The statement claims that on November 12, when his health began to deteriorate, he was taken to Mumbai's Kokilaben Dhirubhai Ambani Hospital & Medical Research Institute.
In a statement, the Sahara group said, "Saharasri ji an inspirational leader and visionary, passed away on 141h November 2023 at 10.30 pm due to cardiorespiratory arrest following an extended battle with complications arising from metastatic malignancy, hypertension, and diabetes. He was admitted to Kokilaben Dhirubhai Ambani Hospital & Medical Research Institute (KDAH) on November 12 2023, following a decline in health."
About Subrata Roy:
Roy, born in Araria, Bihar, on June 10, 1948, rose to prominence in the Indian economic world by building a massive empire that included the banking, real estate, media, and hotel industries.
Roy's adventure started with his mechanical engineering degree from Gorakhpur's Government Technical Institute. Before taking over Sahara Finance, a faltering chit fund company, in 1976, he dabbled in business in Gorakhpur. He turned it into Sahara India Pariwar by 1978, and it became one of India's biggest corporations.
Roy oversaw Sahara's expansion into several industries. Initiating the massive Aamby Valley City project near Pune in the late 1990s, the firm also entered the television arena with Sahara TV, which was eventually renamed Sahara One. In 1992, the group created the Hindi language daily Rashtriya Sahara. With the purchase of storied assets like the Plaza Hotel in New York City and the Grosvenor House Hotel in London in the 2000s, Sahara garnered attention throughout the globe.

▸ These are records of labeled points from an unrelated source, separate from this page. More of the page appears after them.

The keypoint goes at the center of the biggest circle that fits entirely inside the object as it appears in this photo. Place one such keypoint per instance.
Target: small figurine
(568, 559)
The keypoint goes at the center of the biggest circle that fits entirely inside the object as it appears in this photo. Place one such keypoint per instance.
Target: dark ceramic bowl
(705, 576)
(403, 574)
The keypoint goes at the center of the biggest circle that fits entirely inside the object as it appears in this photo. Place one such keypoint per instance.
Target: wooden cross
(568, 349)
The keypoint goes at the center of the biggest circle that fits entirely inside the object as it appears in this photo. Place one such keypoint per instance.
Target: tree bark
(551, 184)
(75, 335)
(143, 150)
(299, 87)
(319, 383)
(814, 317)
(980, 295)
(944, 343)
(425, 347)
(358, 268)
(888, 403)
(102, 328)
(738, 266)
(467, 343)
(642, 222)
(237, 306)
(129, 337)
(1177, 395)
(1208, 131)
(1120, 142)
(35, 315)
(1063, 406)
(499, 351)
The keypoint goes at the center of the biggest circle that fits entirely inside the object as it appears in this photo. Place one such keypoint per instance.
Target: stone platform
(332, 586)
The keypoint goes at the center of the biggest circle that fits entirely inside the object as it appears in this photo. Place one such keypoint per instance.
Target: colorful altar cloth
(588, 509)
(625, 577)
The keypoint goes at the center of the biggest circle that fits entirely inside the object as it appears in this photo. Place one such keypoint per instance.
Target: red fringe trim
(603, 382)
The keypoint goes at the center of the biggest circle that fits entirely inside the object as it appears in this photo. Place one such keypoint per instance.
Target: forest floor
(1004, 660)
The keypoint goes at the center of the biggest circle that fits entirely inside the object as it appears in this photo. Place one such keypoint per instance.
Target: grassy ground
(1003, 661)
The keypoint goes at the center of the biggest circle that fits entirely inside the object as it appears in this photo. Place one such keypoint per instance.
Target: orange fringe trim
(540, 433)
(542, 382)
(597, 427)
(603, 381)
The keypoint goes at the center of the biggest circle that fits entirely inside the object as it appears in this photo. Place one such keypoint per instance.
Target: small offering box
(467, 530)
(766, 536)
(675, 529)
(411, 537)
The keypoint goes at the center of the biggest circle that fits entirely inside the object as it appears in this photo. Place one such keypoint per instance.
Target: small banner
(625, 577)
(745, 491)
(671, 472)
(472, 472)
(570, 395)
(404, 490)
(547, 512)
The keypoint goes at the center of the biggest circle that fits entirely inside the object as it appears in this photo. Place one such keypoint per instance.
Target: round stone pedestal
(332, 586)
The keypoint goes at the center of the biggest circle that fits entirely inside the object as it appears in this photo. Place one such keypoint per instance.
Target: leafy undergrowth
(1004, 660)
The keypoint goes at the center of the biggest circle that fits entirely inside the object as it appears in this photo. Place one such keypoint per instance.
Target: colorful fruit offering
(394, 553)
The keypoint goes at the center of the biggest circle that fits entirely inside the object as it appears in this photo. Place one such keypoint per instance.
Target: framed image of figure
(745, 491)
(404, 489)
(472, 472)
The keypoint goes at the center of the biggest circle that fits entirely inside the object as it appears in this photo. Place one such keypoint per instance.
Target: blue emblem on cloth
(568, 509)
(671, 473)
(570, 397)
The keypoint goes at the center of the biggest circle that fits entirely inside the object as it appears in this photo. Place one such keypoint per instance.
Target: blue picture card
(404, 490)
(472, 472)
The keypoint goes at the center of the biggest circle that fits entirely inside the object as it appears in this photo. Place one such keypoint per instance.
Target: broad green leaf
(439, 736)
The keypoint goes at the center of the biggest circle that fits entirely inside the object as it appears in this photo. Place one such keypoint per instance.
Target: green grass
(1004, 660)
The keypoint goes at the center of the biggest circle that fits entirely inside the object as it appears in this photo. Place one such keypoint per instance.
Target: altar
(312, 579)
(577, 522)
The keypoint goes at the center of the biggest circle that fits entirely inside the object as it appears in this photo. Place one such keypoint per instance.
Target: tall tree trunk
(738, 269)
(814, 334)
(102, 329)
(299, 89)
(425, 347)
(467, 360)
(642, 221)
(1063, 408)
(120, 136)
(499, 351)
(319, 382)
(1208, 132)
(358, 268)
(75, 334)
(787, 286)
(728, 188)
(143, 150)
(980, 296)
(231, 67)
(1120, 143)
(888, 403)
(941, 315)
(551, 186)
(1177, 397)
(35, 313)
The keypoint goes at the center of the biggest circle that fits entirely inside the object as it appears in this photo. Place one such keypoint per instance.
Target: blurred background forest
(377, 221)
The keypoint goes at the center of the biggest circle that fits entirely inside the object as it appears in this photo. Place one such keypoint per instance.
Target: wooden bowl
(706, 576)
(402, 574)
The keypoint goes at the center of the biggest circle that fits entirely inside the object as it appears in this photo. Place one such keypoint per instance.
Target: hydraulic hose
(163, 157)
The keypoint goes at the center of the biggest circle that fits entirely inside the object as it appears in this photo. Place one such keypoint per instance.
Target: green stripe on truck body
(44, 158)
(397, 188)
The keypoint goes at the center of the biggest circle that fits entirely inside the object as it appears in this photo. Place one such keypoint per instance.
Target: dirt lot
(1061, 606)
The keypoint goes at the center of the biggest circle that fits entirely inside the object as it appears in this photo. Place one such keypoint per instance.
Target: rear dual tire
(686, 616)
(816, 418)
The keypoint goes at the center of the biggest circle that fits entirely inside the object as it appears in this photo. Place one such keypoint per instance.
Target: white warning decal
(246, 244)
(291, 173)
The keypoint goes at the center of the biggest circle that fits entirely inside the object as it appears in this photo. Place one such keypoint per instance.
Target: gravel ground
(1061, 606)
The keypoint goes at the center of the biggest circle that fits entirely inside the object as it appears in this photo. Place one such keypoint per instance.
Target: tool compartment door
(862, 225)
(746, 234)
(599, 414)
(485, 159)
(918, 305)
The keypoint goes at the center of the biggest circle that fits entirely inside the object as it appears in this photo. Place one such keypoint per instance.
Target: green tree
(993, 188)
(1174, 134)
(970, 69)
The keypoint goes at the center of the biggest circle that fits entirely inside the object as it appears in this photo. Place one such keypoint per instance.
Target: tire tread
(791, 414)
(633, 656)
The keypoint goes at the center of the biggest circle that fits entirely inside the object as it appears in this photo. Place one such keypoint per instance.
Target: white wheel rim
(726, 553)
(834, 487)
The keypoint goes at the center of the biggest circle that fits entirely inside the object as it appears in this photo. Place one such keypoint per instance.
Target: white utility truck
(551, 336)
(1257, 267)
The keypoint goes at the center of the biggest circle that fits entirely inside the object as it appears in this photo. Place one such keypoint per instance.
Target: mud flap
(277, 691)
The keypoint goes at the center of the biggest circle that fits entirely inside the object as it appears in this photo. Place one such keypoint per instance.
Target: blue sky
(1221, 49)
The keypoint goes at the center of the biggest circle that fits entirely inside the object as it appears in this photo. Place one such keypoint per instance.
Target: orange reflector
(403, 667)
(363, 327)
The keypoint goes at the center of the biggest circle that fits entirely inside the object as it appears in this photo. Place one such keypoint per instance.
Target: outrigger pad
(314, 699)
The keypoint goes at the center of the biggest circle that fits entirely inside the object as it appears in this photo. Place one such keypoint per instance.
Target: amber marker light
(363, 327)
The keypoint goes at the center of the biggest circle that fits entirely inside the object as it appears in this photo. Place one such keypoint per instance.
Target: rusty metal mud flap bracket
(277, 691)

India's Sahara With 1.2 million employees, Pariwar was previously praised by Time magazine as the second-largest employer in India, behind Indian Railways. With almost 9 crore investors, the company claimed to have a substantial share of Indian households.
Roy had legal issues in spite of his commercial achievements. His imprisonment was imposed by the Supreme Court of India in 2014 because he had neglected to show up for court in relation to a dispute with the Securities and Exchange Board of India (SEBI). Due to a protracted legal struggle, Roy was ultimately granted freedom after serving time in Tihar Jail. The Supreme Court established a "Sahara-Sebi refund account" in order to fulfil SEBI's demand that Sahara reimburse investors for billions of dollars.
Roy made significant contributions to the corporate sector despite his legal issues. Among the many accolades he was bestowed with were an honorary doctorate in business leadership from the University of East London and the title of Business Icon of the Year from the London Powerbrands Hall of Fame Awards. Additionally, he was frequently listed among India Today's list of the country's most influential individuals.
In his latter years, Roy focused on the future, launching businesses like Sahara Evols, which sold a variety of electric cars, and he had plans to launch Edunguru, an online education platform that would primarily target small towns and villages.